By RUSSELL BAILLIE
(Herald rating: * * * * * )
An easy way to compare U2's first decade to its second is a little game of remember-the-chorus. It's a rare song from The Best of 1980-1990 (released three years ago) that can't bring on an instant karaoke moment, even if you don't own the original albums or haven't played them in years.
However, the second 10 years of U2 can leave you frequently stumped.
Er, something, something Discotheque! Or, um, dum dum dum ... I fee-eel numb. And ooh ooh here she comes ... uh-oh, it's the Pavarotti bit, best give up. Yes, it does have the easy-to-bellow-along-to Even Better Than The Real Thing, Mysterious Ways, and One - their greatest ballad, surely, as was further confirmed by Johnny Cash's subsequent cover - all from the U2-go-nuts-in-Berlin album Achtung Baby.
That LP announced, with its cracking lead single The Fly, curiously not included here, the beginning of the identity crisis years.
As well, the stirring two tracks - Beautiful Day and Stuck in a Moment That You Can't Get Out Of - from their stick-to-their-knitting last studio album All That You Can't Leave Behind also up the ante of hearty anthems, helping make this a collection that feels slightly revisionist, especially care of the new rockier mixes of Discotheque and Gone.
There are hints of the technicolour/mirrorball/Mephisto/Zoo Tv/ soundtracks-for-imaginary-movies period of much of the middle of the 90s and albums such as the patchy and mildly intriguing Zooropa and Pop and the unwieldy side-project Passengers Original Soundtracks 1.

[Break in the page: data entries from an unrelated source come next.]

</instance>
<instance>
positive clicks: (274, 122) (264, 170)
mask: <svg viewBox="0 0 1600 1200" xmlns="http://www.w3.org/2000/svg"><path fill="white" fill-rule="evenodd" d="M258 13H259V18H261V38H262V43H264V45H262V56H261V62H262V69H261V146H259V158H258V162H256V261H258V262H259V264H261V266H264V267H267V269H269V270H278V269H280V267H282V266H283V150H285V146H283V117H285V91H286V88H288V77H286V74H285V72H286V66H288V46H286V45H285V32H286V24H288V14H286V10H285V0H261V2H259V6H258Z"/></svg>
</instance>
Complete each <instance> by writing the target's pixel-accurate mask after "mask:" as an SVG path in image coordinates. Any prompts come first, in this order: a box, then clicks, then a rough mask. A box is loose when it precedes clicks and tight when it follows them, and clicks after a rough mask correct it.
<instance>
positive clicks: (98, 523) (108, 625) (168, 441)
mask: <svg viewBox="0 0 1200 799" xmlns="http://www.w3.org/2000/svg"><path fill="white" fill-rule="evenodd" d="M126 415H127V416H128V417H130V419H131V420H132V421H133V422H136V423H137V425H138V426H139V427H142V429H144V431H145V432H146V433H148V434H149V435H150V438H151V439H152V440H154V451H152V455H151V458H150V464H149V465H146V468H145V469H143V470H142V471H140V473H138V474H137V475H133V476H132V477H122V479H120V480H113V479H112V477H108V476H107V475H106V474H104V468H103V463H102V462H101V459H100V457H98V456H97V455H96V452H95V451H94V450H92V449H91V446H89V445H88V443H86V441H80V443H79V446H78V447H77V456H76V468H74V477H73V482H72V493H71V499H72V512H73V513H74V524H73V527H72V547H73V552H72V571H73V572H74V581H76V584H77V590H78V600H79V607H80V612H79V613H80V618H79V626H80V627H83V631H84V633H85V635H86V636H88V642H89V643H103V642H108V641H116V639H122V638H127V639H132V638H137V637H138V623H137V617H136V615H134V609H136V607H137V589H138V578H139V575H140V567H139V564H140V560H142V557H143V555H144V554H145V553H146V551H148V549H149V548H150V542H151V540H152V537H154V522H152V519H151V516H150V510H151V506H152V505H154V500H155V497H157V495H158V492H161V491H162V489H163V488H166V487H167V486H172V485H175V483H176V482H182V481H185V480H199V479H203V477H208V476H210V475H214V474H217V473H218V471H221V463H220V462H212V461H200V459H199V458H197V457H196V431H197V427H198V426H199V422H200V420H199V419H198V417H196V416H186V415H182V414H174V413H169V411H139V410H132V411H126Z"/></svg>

They all allowed them to embrace the art-school influence of longtime producer Brian Eno. Featuring a rare lead vocal - well, a mumble really - by guitarist The Edge, Numb could have been a song off one of Eno's 70s solo albums.
So too could have much of the Passengers side project, here solely represented by the aforementioned mini rock-opera Miss Sarajevo.

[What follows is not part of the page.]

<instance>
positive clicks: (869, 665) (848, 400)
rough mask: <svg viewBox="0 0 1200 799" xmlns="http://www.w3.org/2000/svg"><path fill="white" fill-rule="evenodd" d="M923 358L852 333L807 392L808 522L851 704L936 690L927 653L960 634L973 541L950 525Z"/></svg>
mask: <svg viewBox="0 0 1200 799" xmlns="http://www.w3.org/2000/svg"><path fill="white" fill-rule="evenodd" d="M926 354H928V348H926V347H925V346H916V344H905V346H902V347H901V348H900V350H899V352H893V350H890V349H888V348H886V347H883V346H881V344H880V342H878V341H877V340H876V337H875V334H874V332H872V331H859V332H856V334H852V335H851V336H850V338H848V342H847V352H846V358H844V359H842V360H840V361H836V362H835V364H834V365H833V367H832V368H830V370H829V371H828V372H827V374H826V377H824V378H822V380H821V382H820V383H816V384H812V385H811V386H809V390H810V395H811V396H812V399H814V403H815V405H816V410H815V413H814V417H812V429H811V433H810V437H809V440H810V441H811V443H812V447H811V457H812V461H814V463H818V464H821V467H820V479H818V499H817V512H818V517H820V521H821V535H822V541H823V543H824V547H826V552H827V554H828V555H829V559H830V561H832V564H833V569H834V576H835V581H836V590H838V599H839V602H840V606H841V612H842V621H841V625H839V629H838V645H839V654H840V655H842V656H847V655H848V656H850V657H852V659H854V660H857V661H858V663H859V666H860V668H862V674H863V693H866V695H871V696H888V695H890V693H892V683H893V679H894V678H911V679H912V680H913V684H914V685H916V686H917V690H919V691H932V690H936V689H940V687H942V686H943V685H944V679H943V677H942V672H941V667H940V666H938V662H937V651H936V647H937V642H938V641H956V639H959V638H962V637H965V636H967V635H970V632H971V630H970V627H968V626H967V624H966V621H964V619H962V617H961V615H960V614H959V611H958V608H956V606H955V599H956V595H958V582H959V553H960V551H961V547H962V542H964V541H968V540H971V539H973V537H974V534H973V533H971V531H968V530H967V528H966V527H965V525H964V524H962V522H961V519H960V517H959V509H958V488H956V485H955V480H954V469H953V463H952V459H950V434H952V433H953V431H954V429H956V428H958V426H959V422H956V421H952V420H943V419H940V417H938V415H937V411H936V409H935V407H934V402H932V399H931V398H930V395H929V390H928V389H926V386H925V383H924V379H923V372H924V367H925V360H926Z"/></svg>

There are two new tracks. Electrical Storm is slow, rollicking, heroic and forgettable enough to have got the job of making TVNZ's America's Cup promos sound important.
Then there's The Hands that Built America - the theme from Martin Scorsese's forthcoming period epic Gangs of New York. The song warns: this will be a very long movie. For all of its efforts to evoke ye olde worlde, it sounds more like an ode to the modern city with Bono's awkwardly literal lyrics about "canyons of glass and steel" and references to the NY skyline. Not one to keep many in their seats when the end credits roll.
As for the balance of the 16 tracks, this feels not so much like a best-of the band's second decade but a peace offering to the fans who got frightened off during it.
Until, that is, All That You Can't Leave Behind, which said that going back to sounding like banner-waving U2 again was the best way to age gracefully.
U2's second decade was riskier and less repetitive than their first and there were several more costume changes. That makes it a hard period to satisfyingly sum up on a single album. Way too hard, apparently.